Model manufacturer: Tamiya 2002 tooling. Kit 343
Scale: 1/700
Commissioned: March 2004
Extras (Photo-etched etc): GMM Cruiser Photoetch set for the Searchlight
towers and crane. Catapults were from GMM set 27 IJN Auxiliaries.
Any parts rebuilt: Modifications to fit the GMM details. The ship was
fitted out as it appeared as a heavy cruiser.
Manhours from beginning to end: Approximately 40 (Although the model had a
six month mothballing following a collision with the floor!)
Currently on display:
Modellers’ difficulty rating: Shake the box to construct the basic model.
The photo etch is delicate and will not take any abuse but it is fairly
straightforward to use as it does not require massive butchery of the kit
(Apart from cutting out the bridge windows).
Notes: The original Suzuya was based on an improved Mogami design and was
significantly different. The capsize of the Tomozuru and the Fourth Fleet
incident occurred whilst the Mogami class were under construction. The
Mogami and Mikuma had been launched and were instantly reconstructed in
order to increase their hull strength and lower their centres of gravity.

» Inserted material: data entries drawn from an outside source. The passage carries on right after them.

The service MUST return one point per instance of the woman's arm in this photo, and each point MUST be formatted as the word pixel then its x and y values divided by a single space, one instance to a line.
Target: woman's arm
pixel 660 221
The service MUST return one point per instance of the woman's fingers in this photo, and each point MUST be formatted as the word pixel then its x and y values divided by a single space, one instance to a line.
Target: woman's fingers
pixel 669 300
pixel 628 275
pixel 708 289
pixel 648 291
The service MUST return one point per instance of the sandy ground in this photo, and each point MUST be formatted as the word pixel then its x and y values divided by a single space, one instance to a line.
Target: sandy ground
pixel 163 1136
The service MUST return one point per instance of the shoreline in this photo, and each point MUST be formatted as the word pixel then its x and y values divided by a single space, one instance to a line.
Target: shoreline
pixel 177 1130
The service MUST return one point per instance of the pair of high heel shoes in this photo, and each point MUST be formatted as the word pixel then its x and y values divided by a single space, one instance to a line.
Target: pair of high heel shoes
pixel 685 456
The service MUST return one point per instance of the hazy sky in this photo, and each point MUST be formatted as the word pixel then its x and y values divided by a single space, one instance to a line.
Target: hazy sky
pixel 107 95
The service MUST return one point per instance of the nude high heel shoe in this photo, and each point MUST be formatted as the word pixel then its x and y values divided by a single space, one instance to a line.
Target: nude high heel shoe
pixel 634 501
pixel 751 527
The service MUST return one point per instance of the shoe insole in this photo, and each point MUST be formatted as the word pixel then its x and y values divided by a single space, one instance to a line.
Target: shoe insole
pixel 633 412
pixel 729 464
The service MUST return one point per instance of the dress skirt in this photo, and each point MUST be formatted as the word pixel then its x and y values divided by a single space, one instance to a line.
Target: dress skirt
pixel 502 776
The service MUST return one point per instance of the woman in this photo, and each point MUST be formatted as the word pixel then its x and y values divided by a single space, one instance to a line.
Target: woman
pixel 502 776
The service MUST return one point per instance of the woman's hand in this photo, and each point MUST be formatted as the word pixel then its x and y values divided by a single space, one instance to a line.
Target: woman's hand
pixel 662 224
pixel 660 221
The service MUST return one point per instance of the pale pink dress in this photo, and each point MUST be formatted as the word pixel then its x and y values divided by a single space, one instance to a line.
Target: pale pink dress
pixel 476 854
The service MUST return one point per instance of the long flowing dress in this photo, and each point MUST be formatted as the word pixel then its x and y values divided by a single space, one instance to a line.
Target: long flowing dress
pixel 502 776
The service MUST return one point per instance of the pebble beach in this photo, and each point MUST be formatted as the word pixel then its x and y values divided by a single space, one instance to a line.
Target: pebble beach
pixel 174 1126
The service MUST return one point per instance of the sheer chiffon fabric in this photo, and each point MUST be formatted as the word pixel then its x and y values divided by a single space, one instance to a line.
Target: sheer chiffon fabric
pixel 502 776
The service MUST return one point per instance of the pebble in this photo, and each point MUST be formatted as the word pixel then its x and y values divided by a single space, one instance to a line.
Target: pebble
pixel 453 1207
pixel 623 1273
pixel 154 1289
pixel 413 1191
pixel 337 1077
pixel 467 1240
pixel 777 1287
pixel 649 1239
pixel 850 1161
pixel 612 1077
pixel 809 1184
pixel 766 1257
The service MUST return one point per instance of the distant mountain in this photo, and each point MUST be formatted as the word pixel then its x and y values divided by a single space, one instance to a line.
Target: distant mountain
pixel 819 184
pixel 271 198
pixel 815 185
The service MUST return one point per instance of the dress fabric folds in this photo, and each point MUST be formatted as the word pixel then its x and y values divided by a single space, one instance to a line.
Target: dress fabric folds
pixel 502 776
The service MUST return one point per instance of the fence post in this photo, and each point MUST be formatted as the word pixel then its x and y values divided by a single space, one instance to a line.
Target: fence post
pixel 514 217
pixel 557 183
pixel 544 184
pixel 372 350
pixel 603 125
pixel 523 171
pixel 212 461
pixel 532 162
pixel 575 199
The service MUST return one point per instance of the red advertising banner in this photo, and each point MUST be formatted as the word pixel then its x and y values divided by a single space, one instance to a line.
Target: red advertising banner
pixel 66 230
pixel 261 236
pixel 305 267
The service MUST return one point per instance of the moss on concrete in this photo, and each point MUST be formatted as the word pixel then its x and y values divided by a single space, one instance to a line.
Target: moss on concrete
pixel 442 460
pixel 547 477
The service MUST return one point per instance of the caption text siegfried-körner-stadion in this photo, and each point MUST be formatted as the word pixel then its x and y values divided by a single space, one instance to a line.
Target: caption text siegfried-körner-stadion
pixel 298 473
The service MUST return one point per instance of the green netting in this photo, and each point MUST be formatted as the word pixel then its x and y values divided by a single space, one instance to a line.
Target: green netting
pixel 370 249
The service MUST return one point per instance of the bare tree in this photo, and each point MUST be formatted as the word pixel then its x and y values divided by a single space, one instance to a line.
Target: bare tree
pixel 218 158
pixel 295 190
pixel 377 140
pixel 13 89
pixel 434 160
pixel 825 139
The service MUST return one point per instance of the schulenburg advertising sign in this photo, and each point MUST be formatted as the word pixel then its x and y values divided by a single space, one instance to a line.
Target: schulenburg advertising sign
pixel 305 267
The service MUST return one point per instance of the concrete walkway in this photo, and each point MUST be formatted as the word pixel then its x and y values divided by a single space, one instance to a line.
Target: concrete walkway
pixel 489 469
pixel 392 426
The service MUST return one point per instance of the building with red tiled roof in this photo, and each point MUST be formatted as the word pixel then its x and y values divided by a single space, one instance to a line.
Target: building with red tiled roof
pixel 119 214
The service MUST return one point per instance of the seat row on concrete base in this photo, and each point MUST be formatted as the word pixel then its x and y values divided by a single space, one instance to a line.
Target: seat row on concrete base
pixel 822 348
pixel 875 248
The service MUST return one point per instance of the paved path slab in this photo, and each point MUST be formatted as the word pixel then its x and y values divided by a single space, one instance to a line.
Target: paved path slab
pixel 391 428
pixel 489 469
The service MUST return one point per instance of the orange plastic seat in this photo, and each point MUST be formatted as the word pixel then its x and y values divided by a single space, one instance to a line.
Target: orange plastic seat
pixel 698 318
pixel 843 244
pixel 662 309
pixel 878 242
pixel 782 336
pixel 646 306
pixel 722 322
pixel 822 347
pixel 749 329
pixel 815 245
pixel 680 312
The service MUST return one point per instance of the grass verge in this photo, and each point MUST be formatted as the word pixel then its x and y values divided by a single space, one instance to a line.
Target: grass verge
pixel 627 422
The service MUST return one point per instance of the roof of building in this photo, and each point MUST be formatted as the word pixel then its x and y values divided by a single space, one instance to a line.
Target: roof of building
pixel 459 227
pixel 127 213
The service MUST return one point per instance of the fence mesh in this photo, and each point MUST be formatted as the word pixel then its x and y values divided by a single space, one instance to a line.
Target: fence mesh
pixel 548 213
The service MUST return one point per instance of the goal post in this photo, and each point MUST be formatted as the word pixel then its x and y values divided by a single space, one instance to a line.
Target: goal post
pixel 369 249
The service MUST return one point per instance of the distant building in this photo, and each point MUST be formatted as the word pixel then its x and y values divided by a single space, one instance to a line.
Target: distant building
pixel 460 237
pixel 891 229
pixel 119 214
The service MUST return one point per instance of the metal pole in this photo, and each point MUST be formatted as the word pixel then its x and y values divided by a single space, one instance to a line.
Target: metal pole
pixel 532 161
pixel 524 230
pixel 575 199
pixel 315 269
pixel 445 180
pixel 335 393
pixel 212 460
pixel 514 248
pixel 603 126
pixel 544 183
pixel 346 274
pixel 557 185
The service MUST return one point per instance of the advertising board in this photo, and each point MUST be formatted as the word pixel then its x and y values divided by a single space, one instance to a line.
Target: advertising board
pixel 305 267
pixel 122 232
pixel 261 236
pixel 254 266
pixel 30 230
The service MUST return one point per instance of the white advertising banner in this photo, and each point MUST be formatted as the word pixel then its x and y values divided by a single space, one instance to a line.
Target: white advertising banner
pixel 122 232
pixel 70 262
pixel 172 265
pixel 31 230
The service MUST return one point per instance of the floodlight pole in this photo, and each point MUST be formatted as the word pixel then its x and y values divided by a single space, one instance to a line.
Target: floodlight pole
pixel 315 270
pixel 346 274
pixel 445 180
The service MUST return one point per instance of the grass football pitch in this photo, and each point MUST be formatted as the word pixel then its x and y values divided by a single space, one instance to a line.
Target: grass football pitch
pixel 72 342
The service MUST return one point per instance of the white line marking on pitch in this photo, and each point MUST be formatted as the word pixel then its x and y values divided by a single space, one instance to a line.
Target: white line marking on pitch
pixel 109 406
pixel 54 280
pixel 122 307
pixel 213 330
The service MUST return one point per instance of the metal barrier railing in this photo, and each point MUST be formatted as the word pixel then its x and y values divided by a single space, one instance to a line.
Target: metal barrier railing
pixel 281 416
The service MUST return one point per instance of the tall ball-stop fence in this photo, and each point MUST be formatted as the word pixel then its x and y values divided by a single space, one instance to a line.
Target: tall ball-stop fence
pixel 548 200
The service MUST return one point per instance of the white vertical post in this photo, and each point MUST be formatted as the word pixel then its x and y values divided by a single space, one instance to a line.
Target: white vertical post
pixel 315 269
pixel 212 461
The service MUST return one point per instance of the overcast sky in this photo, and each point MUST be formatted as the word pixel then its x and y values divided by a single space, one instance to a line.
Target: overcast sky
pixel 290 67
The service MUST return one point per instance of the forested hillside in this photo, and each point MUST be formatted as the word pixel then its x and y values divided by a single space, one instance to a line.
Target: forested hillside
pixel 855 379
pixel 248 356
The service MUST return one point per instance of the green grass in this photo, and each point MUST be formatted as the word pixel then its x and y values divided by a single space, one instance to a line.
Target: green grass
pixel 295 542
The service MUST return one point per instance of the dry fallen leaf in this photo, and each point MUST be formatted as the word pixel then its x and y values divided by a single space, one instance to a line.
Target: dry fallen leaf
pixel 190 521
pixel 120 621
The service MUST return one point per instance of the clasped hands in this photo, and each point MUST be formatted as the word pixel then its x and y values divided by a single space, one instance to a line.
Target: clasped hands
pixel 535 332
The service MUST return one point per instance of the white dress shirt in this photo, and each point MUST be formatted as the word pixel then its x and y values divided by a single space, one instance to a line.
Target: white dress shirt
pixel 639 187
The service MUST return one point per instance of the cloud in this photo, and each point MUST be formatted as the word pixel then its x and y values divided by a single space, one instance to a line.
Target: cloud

The Suzuya and the Kumano were still under construction, so it was easier to
reduce their weight by decreasing the dimensions of their upper decks and
superstructures. Both vessels also received eight new boilers of improved
efficiency. The Mogami and Mikuma had to accommodate ten boilers resulting
in the different construction of their funnel uptakes.

The latest Tamiya kit of the Suzuya incorporates most of these differences
and represents the vessel during the period between November 1939 and the
end of 1941. She had just been rebuilt as a heavy cruiser and had been
equipped with two Type 95 and one Type 94 seaplanes. The kit also includes
the Type 0 seaplanes that would allow you to construct the ship as she
appeared between late 1941 and April 1943.
Best reference for any detail work is Lacroix and Wells “Japanese Cruisers
of the Pacific War”.


*Editor of j-ships.com having too much fun with Adobe Photoshop!